Serdyukov chimed in:
“In the course of five days [of the working week] you need to show the highest indicators, then this will be a particular stimulus for one who wants to pay a visit home on Saturday and Sunday.”
This policy is especially interesting . . . the possibility of the weekend pass is predicated on several things not really discussed during the Alabino visit. Working backward, the pass depends on successfully implementing a five-day working week for conscripts. Then on having conscripts serving relatively close to home in the first place. At least one voyenkom has already said conscripts from his republic don’t have this chance because they all serve outside their home borders. A prized weekend pass could also become one more thing to be bought and sold to the highest bidder, or briber. If implemented, this policy will be difficult to maintain in the face of soldiers who don’t return to the garrison or get into serious trouble while away from it.

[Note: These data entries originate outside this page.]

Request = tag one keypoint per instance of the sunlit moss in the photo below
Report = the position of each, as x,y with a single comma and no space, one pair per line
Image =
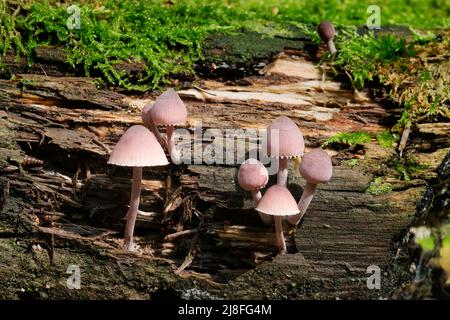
348,138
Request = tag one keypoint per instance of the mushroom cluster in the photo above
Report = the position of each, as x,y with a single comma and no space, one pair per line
283,141
139,147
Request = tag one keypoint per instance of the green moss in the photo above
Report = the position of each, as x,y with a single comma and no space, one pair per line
378,187
362,56
387,140
407,167
351,163
348,138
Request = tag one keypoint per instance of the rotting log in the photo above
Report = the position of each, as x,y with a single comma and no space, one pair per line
71,209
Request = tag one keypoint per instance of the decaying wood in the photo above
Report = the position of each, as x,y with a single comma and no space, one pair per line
71,126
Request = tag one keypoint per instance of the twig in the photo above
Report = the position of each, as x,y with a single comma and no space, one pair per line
190,256
205,91
404,139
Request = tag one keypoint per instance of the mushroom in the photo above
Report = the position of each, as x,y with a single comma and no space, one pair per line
326,33
315,168
284,141
168,110
278,202
137,148
253,176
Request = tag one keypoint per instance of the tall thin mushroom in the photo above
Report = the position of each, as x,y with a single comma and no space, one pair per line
168,110
137,148
326,33
253,176
279,202
315,168
284,141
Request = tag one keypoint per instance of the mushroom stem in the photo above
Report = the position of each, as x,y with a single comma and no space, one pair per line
331,47
174,155
282,171
158,135
279,233
265,218
303,204
134,205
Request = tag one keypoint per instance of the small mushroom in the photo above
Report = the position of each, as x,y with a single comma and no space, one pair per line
315,168
278,202
326,33
284,140
137,148
253,176
168,110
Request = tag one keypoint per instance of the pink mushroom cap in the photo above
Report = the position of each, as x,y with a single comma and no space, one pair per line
252,175
168,109
290,139
316,166
325,31
278,201
138,147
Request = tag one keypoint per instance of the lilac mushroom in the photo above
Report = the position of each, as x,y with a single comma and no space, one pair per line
253,176
315,168
326,33
168,110
279,202
137,148
284,141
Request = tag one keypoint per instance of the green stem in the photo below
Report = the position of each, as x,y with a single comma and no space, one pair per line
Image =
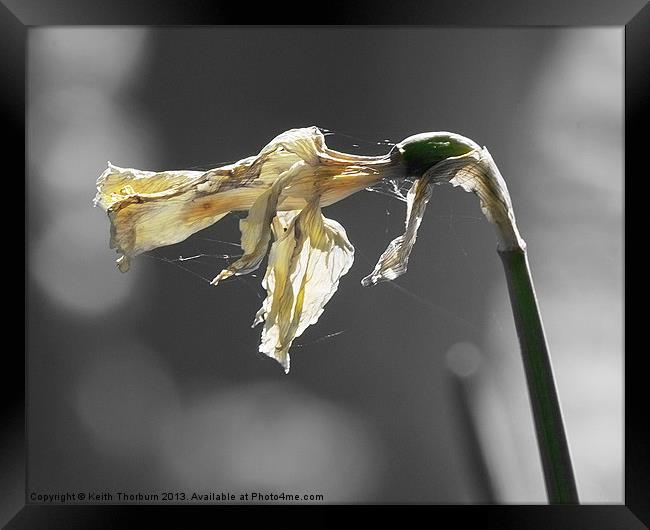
551,437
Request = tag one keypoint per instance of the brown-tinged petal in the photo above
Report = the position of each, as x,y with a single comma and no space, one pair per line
308,257
393,262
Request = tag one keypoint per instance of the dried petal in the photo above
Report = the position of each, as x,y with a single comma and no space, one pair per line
393,262
256,228
308,257
152,209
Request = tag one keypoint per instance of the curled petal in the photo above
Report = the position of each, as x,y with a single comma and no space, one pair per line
393,262
150,209
308,257
256,228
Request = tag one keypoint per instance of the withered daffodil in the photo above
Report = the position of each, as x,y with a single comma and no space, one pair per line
283,189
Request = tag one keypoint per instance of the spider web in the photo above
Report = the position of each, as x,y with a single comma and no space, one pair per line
206,253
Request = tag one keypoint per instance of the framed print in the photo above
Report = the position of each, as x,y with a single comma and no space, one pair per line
195,137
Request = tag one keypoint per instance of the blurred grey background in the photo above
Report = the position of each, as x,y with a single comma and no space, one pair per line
151,381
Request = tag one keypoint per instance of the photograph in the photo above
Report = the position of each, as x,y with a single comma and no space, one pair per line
324,265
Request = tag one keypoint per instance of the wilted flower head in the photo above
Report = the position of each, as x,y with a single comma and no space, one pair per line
283,189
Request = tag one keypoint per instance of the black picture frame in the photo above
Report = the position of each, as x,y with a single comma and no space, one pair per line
634,15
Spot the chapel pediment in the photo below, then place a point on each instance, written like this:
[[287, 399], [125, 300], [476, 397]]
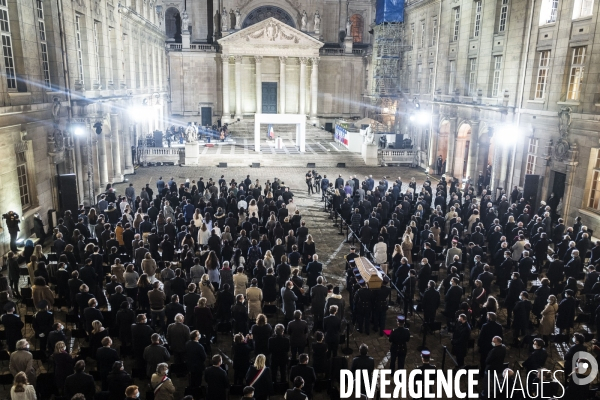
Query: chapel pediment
[[270, 37]]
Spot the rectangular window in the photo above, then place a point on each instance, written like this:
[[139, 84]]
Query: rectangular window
[[451, 76], [583, 8], [576, 75], [22, 178], [43, 43], [79, 45], [477, 25], [97, 50], [7, 48], [531, 156], [548, 11], [503, 15], [456, 24], [472, 76], [496, 78], [542, 78]]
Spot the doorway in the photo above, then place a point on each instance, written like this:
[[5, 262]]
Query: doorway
[[206, 113], [269, 97]]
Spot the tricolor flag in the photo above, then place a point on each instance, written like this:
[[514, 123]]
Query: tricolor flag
[[270, 132]]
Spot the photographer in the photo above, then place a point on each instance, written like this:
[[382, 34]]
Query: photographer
[[12, 223]]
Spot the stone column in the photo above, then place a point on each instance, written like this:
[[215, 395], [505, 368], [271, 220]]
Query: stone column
[[116, 148], [302, 89], [314, 89], [258, 61], [434, 134], [282, 61], [79, 170], [226, 118], [238, 87], [127, 149], [451, 147], [102, 160], [473, 144]]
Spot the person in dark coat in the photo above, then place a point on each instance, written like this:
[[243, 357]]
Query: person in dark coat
[[279, 347], [80, 382], [565, 318], [515, 287], [242, 347], [307, 373], [537, 359], [118, 381], [431, 302], [259, 377], [105, 360], [489, 330], [521, 313], [460, 339], [195, 359], [216, 380]]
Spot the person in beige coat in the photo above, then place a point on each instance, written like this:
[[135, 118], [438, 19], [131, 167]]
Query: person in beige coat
[[22, 361], [546, 327], [160, 378], [254, 297], [149, 267], [207, 290], [40, 291], [240, 282]]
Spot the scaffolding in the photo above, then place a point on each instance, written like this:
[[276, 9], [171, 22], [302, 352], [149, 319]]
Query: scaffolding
[[388, 52]]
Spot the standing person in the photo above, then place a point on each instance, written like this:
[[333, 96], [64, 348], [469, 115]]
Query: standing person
[[398, 339], [12, 223], [460, 340], [216, 379], [161, 383], [332, 326], [259, 377]]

A new conscript asked Medvedev if mobile phones are permitted in the army. The President asked him if he had one in his pocket, and the soldier replied yes. Medvedev responded, “Then why did you ask?” He continued:
“In fact these rules, as I understand, essentially are established at the unit level, at the level of the corresponding troop formation, but there are no bans on this issue.”
Gerasimov added that in the Moscow MD anyone may have a cell phone, but they may not be used during training or duty time.
Discussing training and physical conditioning, Serdyukov turned to one of his earliest initiatives at the Defense Ministry—relieving soldiers from essential nonmilitary duties like kitchen patrol, cleaning, groundskeeping, and utilities maintenance.
He mentioned the goal of moving to civilian service and support within 12-18 months in all Defense Ministry units, but “everything will depend on our financial condition. According to preliminary calculations, we have to make do in the bounds of our existing budget.”
“I think here it’s obvious to everyone that soldiers and officers need to serve the Motherland, be occupied with troop training, improve their physical conditioning, but questions of maintaining the sub-unit, generally, this is an issue which civilian organizations could do successfully for money, as this is done, incidentally, around the world. Then there won’t be problems with tiresome details and it’ll be possible to concentrate on fundamental service.”
Civilians already take care of the Taman brigade’s food service, and soon they will maintain its engineering networks, and provide cleaning services. Serdyukov indicated the FSB is working on licensing firms to work in closed facilities, and Oboronservis will work in remote garrisons where contractors can’t be found.